Less is more. Unless you're standing next to the one with more. Then less just looks pathetic.

This post inspired by Rob Dawg who pointed me to a whole new world of FRED quantity indices (in the comments found here).

Source Data:
St. Louis Fed: Public Air Transportation
St. Louis Fed: Public Air Transportation (Natural Log)


Mr Slippery said...

Wow, not even adjusted for population.

Stagflationary Mark said...

Mr Slippery,

We'll know it is really bad when the jumbo jet tire rental businesses form, lol. Sigh.

Stagflationary Mark said...

Here's a fun mind blowing adventure.

1. Look at the travel charts again.
2. Look at the chart in this link.
3. Attempt to unblow your mind.

I'm stuck on step 3. I can't do it, lol. Sigh.

dearieme said...

We might have some pretty nasty deflation before governments try to promote severe inflation as an answer to it.

Maybe I should invest in Fixed Interest Gilts for a while: the irredeemable War Loan is paying 4.38%p.a. That would require me to time an exit well.

dearieme said...

Or if deflation lasted for eight years or more, I could do nicely rolling down the yield curve from ten years to two years. Here's the yield curve.

On the other hand, we have a car to replace. First things first.

Stagflationary Mark said...


If anyone can eventually turn deflation into inflation then I'd guess the UK can.

As Clinton would say, I feel your pain.

Neil said...


That peak is suspiciously close to the instigation of the TSA. There is probably a bit of noise in the signal.

Still, it does look set to level off at best.

But I suspect buggy-whips had an S-curve to them, too.

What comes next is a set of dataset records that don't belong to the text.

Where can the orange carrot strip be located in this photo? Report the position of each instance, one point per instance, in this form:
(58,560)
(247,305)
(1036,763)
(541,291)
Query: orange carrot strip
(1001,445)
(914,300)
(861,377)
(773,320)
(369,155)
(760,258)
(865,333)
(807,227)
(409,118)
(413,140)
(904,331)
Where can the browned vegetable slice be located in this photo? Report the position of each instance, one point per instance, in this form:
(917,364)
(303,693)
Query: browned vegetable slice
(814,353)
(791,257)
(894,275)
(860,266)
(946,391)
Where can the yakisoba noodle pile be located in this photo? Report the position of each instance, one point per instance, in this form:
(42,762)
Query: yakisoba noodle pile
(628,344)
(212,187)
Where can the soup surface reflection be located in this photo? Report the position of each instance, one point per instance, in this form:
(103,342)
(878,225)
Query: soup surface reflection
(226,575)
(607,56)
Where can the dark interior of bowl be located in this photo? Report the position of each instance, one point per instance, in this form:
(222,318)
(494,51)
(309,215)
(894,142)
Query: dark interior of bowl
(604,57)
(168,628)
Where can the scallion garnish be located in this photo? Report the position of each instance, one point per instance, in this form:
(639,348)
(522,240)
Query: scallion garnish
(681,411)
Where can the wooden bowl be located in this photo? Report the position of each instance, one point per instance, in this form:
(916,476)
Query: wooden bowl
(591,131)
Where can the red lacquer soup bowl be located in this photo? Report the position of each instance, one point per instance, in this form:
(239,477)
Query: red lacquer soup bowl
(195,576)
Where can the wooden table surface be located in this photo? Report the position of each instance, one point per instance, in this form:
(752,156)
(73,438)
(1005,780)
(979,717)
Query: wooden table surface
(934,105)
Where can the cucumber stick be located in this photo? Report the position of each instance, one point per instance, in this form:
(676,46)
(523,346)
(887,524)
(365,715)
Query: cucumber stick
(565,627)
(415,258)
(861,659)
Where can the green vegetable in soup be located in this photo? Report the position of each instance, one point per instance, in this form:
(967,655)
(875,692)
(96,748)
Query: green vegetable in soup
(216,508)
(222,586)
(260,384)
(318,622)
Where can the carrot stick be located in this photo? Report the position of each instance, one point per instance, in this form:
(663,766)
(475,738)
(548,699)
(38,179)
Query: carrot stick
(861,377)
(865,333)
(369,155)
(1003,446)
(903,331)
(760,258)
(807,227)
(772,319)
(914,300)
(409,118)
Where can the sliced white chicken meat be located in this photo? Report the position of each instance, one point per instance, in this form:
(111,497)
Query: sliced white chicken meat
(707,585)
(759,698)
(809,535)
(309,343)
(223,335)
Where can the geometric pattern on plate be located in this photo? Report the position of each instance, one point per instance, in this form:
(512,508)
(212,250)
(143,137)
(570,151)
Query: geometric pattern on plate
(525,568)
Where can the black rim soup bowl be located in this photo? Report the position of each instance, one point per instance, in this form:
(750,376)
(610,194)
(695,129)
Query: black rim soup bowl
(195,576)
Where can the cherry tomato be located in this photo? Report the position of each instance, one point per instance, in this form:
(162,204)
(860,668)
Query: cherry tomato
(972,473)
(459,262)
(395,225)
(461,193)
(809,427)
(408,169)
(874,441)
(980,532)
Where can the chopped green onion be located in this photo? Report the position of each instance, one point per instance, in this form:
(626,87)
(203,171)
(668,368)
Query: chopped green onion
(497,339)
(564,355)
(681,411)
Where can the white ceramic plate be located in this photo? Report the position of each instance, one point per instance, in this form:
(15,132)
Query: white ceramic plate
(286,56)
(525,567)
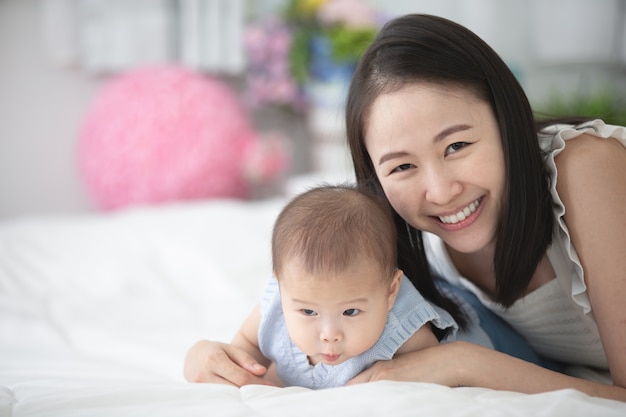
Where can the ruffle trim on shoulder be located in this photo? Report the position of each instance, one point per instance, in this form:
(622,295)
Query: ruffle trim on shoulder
(552,141)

Stagflationary Mark said...


The buggy was replaced by the car.

Perhaps the airplane is being replaced with Skype.

Tag line:

When almost being there is almost good enough

Neil said...

Skype? Yes, partly. I assure you that a two- or three-person Skype meeting is often more productive than flying 6 hours (plus 2 for the TSA) each way to attend a "kickoff" meeting.

With 3D printing coming along nicely, the comfy-chair revolution has commenced in earnest.